Sunday, June 29, 2008

The mental aspect of a physical illness

I was diagnosed with renal failure in July 1997. This was a purely physiological disease with no mental ramifications whatsoever. But when I introspect, I find that there have been some unmistakable mental symptoms.

For example, I am not as confident about myself now as I was in the summer of 97. Back then, I had just completed my Chemical Engineering, won the gold medal in fact, US I20 in hand, visa just stamped, ready to take on the world. Nothing could come in my way. I was sure of a bright future. I was good.

Now, when I think of myself then, I find such a big difference. Now, I am full of self doubt. I am not sure of myself. I am not positive about my future. There are problems and I'm not sure how I will overcome them. In many aspects. I'm not sure how my health will turn out. I'm not sure how my career will shape up.

Its not that I'm depressed all the time. I'm depressed only rarely. Which cannot be uncommon in someone with a chronic illness. But my self confidence has reduced considerably over the last eleven odd years.

Also, earlier, I thrived in company, among friends, in a group. Nowadays, I enjoy periods of solitude. Well, I do still enjoy company but I never enjoyed being alone earlier.

Why might this have happened? Honestly, I have no idea. Its not as if I 'blame' myself for this.

Do others with chronic illnesses face this? I wonder.

2 comments:

Akbar Pasha said...

Victor Frankl talks about 3 central values in life:

1. Experiential - that which happens to us
2. Creative - that which we bring into existence
3. Attitudinal - our response to difficult circumstances or chronic illness.

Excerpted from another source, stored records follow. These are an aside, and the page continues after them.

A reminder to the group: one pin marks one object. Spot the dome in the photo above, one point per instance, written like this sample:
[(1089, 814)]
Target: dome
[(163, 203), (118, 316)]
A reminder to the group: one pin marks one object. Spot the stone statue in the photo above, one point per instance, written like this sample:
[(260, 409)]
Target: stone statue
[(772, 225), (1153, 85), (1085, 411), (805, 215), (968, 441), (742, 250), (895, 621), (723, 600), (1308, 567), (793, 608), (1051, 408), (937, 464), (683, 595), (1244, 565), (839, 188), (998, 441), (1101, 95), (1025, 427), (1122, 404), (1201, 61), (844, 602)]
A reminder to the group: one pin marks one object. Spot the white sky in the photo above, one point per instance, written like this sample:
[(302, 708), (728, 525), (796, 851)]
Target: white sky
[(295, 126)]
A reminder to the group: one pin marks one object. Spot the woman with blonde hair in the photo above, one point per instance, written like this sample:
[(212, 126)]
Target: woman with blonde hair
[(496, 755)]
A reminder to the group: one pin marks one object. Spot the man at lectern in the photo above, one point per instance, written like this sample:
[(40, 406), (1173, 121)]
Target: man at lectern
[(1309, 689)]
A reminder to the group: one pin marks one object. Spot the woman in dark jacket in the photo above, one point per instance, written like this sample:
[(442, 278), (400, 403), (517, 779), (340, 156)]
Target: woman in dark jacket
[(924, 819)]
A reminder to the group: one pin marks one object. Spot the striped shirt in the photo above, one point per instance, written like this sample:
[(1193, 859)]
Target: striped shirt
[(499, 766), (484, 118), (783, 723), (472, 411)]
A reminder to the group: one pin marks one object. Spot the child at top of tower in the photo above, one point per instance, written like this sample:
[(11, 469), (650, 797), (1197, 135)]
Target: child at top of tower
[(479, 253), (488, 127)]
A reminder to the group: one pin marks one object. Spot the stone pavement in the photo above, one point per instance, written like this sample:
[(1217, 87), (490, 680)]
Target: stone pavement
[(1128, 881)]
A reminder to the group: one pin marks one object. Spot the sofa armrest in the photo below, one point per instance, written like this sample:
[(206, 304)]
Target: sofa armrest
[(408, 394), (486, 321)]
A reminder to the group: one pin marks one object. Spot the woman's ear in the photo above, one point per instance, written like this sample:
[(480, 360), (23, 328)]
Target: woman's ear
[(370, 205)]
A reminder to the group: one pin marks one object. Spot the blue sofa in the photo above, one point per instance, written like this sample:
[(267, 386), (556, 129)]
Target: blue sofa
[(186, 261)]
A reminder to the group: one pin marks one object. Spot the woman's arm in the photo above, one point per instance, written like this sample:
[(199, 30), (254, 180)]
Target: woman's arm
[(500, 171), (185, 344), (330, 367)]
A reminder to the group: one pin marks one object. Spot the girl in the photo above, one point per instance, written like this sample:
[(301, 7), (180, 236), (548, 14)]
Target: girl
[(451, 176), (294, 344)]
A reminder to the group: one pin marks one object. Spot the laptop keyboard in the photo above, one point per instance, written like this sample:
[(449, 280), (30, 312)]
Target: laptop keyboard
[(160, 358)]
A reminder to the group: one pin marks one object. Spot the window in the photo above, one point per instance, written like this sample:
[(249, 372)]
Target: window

Out of all these 3 values 'Attitudinal' is the highest. Difficult circumstances create difficult paradigm shifts. May be something like that is happening to you. All these 11 years you might have been 'reacting' to your illness(waiting for it to be over with). May be now is the time you 'respond' to it.

I am not implying you never tried or anything like that. I can't even imagine how hard it must have been to begin with. But I think these internal behaviour changes you are observing within you have a deep meaning and I think your paradigms are shifting.

Victor Fankl wrote a bunch of good books. May be you will find further meaning and inspiration there.

billpeckham.com said...

I believe seeing the world through the lens of CKD changes how you see the world and yourself. How could it not? I was diagnosed with CKD under similar circumstances - I had just graduated from college - for me the journey has been marked by learning to let go of expectations.

This freedom from expectations is liberating but at the same time it creates a void. I think I have always enjoyed a degree of solitude. However, now I think I have taken it too far.

One thing that has happened in just the last years - I would say three years - is I no longer follow sports. I use to follow baseball and (American) football in their seasons but I haven't the slightest idea about this year's baseball season.

Well, I do know that my childhood team the Cubs are doing very well, they are famously unaccomplished. They last won a championship in 1908 - yes exactly 100 years ago. I suppose if they were to advance to the playoffs in September/October I would again pay attention but I would have to accept that I am the type of fan that I disparaged just five years ago - a fair weather fan.

I guess I am rambling but I wanted to say that I have noticed deep changes in my interests and what I think of as important. I am sure life would be very different without my CKD lens but I am not sure I can say it would be better. I would hope it would be better but perhaps I would be leading a life of going from one distraction to another. I'm not sure that would be better.